Trying is indeed fun - and serendipity has its rewards - but often the result is a flush and a grilled cheese sandwich


----------



## Chief Longwind Of The North (Nov 8, 2011)

jpe said:


> I agree absolutely!
> 
> My background was originally as a chemical engineer so I have turened the kitchen into a laboratory on actually too many occasions. Eg - I am the one posting about trying yeast in place of BP/BS. etc etc - but that has mostly been a winner.
> 
> ...


 
Been there, done that.  My worst cae of ruined food due to the above mentioned "too high, too long, was out of the room" scenario involved a frying pan, calves liver, tomato sauce, and seasonings.  As you said, most meats burn fairly well.  This is not true of liver and tomato.  The house was filled with the most terrible odor.  I never could get the bad odor/flavor out of the pan.  I had to toss not only the food, but the pan as well.  The worst part is, I burned food for the same reasons later on.  

I rarely leave the kitchen anymore until the meal is done, or at least set a timer or two.  I guess I did eventually learn enough to avoid that mistake, at least most of the time.

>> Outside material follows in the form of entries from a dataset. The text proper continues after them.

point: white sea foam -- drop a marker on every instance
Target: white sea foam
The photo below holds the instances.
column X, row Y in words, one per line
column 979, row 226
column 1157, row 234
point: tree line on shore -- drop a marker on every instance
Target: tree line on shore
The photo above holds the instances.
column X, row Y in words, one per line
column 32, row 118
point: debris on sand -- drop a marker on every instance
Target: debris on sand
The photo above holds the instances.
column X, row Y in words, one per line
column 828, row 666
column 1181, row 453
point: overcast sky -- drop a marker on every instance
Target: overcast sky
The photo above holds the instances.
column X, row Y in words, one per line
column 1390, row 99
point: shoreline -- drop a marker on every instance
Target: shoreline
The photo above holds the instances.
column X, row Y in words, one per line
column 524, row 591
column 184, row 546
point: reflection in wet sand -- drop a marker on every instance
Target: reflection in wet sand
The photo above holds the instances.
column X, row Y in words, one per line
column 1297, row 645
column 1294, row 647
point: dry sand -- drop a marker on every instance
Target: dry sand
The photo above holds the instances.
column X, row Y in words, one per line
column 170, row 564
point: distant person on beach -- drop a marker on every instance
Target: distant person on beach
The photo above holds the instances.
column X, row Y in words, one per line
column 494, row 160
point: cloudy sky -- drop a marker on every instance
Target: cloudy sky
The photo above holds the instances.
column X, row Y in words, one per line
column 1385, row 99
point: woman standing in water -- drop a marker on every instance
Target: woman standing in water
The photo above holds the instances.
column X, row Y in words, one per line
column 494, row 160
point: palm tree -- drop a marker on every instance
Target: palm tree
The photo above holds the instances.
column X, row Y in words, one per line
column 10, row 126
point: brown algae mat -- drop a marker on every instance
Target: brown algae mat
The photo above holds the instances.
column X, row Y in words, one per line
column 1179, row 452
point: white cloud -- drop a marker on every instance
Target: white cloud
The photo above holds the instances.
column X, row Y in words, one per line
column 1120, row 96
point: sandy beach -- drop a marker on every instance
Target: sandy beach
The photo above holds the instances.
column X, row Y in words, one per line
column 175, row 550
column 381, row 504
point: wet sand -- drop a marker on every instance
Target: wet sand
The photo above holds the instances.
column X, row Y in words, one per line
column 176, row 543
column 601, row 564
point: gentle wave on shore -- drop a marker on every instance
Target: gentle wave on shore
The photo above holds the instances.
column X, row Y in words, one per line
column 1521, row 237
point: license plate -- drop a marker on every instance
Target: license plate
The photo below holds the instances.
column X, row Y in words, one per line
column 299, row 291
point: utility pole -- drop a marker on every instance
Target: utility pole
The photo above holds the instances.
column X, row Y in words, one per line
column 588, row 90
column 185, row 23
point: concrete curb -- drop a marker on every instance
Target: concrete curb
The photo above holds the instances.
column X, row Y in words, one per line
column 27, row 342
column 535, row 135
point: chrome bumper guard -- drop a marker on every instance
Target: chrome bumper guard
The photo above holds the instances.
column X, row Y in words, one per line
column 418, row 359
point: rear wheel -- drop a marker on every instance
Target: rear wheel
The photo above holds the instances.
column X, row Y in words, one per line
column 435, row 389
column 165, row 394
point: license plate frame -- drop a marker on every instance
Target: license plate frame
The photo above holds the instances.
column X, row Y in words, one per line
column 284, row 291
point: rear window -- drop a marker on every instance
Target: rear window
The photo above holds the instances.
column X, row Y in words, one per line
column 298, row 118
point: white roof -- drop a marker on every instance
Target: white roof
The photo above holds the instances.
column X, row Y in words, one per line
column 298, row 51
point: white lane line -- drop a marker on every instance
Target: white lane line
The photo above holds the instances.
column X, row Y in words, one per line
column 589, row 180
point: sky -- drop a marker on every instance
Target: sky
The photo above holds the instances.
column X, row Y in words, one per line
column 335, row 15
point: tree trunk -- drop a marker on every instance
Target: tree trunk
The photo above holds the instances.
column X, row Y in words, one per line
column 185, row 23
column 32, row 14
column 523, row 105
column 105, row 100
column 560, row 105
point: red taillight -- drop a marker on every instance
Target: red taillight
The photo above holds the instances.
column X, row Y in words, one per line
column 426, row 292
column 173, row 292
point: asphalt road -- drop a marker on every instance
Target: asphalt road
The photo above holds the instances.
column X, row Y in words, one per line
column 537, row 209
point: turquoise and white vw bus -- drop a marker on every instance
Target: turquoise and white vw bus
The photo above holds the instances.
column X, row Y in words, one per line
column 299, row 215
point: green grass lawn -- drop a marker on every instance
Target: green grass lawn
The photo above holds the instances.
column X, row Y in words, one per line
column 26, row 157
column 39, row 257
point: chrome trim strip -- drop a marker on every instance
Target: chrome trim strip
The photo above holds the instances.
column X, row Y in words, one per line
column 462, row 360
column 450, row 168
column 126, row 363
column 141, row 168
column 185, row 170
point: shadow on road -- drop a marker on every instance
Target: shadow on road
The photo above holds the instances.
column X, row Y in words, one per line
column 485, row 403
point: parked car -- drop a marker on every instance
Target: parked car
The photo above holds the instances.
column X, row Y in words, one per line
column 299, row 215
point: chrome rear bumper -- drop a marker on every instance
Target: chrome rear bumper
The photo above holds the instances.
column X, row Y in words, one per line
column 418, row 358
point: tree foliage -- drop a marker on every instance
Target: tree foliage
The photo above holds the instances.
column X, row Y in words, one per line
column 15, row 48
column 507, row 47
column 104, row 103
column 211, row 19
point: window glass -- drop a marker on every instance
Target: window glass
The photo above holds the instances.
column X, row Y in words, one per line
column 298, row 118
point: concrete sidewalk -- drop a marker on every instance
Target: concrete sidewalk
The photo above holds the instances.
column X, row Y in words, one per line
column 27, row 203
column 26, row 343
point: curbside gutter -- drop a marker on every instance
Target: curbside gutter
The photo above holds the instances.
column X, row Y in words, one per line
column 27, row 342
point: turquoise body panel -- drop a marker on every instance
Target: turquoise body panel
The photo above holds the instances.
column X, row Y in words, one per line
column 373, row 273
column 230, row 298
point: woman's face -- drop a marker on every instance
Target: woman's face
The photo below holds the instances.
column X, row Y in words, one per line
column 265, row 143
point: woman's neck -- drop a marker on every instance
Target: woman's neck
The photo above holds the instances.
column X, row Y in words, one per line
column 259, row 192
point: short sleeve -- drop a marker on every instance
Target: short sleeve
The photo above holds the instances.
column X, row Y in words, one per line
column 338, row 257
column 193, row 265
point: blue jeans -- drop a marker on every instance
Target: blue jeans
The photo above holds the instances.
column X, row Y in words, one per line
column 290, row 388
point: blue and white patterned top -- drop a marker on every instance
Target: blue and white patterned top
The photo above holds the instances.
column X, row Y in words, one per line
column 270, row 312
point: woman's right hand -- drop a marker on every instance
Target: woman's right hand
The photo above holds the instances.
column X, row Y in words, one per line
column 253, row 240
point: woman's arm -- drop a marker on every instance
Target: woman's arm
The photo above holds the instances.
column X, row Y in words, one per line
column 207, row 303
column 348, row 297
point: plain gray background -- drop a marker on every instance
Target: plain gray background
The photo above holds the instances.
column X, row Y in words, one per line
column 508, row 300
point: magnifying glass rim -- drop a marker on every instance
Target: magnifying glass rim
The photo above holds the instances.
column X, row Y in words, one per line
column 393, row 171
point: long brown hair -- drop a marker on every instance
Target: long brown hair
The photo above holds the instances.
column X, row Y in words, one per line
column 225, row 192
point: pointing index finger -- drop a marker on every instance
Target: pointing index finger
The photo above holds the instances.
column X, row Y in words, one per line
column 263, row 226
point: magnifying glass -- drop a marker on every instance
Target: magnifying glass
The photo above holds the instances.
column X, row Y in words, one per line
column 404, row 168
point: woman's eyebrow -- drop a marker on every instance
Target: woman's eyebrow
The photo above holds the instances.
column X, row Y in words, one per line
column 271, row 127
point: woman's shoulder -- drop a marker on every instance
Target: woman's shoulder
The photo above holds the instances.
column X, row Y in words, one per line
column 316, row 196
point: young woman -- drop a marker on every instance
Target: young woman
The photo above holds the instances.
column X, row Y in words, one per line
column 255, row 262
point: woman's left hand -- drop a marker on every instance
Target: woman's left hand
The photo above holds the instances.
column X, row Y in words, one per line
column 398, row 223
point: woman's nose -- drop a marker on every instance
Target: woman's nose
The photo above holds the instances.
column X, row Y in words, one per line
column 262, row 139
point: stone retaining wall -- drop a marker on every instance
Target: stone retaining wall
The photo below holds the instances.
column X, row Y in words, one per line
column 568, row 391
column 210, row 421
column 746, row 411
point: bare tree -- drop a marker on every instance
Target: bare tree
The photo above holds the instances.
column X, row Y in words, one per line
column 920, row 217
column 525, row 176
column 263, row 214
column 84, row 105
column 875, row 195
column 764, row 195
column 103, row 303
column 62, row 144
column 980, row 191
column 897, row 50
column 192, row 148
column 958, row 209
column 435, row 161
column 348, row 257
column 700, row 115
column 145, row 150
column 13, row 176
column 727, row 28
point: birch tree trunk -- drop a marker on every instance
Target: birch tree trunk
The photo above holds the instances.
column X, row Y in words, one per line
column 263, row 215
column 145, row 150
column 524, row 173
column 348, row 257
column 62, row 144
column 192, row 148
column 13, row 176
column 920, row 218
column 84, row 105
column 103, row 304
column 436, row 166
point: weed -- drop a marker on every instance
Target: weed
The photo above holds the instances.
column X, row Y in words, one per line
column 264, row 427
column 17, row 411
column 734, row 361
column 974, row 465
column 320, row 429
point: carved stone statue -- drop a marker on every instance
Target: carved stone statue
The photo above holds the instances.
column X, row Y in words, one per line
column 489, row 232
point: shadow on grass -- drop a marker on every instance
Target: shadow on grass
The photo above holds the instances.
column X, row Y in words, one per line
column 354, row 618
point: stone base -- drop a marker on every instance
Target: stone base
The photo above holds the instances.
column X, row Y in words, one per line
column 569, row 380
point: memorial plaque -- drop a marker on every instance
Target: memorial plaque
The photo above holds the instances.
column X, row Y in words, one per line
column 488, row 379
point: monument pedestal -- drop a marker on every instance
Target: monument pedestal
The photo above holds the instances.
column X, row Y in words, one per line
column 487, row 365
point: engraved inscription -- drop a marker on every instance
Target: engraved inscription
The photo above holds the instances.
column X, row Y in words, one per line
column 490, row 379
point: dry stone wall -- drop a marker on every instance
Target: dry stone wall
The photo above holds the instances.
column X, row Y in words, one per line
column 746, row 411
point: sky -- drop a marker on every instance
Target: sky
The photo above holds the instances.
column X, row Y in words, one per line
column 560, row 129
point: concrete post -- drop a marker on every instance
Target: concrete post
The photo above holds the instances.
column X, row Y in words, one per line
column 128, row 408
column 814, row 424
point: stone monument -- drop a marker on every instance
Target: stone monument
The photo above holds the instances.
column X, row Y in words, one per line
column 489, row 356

Seeeeeeya; Chief Longwind of the North


----------



## pengyou (Nov 8, 2011)

One other think you can try - if you have the patience - usually the burnt part has "skinned"...if you carefully sift through the sauce you can find that and remove it - that helps a little.  Also, if you make it a bit more spicy - maybe with hot sauce or even more garlic, or my favorite to use when making spaghetti is a korean ketchup-type sauce that has ketchup and sweet chili.  I have been told that putting a potato into a soup or sauce will absorb excess spices...not sure about burnt taste though.  Obviously...i have done this myself...a few times actually.  Now I usually use a crock pot to cook it in.  I don't have a good heavy simmering pan.


----------



## lyndalou (Nov 8, 2011)

I am glad that you didn't dump it. If you don't scrape the bottom part out of the pan, it usually works, as you found out.  I usually add a dash of cinnamon to my sauce instead of sugar.


----------